The pressure is on to shorten supply chains and reverse the process of globalisation. That would mean sacrificing efficiency and cheap consumer goods to achieve a higher level of resilience.
Applied to public services, that raises the question: can we afford to have an NHS that runs close to capacity at all times, when we now know it needs more capacity and flexibility to handle sudden surges in demand?
The Scottish government would catch some of these within the broad notion of ‘wellbeing’, the vaguely-defined concept with which it is seeking to balance the SNP’s past focus on economic growth.
But rather than tweaking, Dr McLaren is saying this might be the time to spell out more clearly what a wellbeing economy would look like – with significantly higher taxes, for instance, similar to Scandinavia?
The answer to that used to be ‘no need – we’ve got North Sea oil revenues’. But that can no longer be the case.

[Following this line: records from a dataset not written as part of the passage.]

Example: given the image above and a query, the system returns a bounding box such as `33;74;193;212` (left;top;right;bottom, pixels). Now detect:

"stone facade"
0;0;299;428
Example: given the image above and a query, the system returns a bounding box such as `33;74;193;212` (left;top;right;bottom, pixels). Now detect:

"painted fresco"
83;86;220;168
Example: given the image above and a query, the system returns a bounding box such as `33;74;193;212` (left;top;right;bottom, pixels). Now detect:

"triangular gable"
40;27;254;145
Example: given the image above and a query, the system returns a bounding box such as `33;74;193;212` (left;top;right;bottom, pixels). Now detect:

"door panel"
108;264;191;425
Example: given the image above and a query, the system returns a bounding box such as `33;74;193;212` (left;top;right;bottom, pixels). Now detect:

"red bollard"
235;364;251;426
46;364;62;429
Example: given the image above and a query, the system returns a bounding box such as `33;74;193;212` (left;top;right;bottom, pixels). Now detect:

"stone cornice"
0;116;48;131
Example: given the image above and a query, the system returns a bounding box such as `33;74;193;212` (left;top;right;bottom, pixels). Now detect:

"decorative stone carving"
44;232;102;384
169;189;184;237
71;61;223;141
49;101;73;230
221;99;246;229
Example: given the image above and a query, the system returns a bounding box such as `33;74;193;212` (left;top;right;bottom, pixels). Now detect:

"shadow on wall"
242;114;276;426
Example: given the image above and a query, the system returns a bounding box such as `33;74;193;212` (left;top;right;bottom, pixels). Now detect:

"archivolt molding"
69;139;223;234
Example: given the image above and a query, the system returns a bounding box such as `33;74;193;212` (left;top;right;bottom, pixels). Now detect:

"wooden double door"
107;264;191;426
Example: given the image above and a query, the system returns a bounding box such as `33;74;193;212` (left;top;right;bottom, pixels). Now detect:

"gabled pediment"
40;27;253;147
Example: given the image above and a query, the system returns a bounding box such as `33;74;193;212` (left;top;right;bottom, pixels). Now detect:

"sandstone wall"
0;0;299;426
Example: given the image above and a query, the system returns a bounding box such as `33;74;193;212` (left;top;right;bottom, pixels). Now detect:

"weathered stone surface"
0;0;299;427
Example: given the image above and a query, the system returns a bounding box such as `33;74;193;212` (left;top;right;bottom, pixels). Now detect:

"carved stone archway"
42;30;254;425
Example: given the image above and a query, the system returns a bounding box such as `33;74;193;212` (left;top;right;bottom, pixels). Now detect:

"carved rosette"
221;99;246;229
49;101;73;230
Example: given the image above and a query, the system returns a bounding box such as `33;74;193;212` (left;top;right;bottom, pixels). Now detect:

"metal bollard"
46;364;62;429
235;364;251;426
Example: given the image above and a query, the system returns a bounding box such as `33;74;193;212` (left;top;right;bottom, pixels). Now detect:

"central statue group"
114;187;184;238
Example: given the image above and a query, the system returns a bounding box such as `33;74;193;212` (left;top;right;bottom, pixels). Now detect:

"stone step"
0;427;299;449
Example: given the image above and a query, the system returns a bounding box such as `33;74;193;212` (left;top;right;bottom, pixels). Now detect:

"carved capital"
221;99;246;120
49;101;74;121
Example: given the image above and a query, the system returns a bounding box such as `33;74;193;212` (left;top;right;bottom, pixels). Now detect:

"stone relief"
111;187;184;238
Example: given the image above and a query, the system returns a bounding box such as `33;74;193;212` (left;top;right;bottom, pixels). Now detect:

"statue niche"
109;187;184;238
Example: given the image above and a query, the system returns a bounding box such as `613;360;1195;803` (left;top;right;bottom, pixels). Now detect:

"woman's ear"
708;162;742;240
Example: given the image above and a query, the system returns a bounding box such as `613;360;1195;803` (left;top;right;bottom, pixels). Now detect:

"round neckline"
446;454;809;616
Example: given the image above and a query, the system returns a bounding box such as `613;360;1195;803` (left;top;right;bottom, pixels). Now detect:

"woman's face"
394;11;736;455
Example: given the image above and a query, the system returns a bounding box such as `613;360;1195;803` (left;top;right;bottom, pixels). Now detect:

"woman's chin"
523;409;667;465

And he’s raising a more political point. Where is the leadership in this? Ministers are rather busy dealing with short-term challenges. Some perceive the SNP as being too absorbed in internal battles. So is anyone else – other, perhaps, than Andrew Wilson – doing the heavy-lifting for setting out that economic case?
It might be that there’s no need. The independence cause and another referendum might well be won on non-economic issues, such as identity, or through the failure of the pro-union side to mobilise an effective counter-offer and campaign.
But there’s a warning that comes from observing Brexit. John McLaren says it is essential that the basic economic and fiscal principles of any new beginning are clearly laid out and coherent: “To avoid doing so, as with Brexit, is asking for trouble”.
In other words, if you win, you’d better be sure what you’re going to do next, and prepare the ground for the possibility that easily-made campaign pledges don’t match up to reality.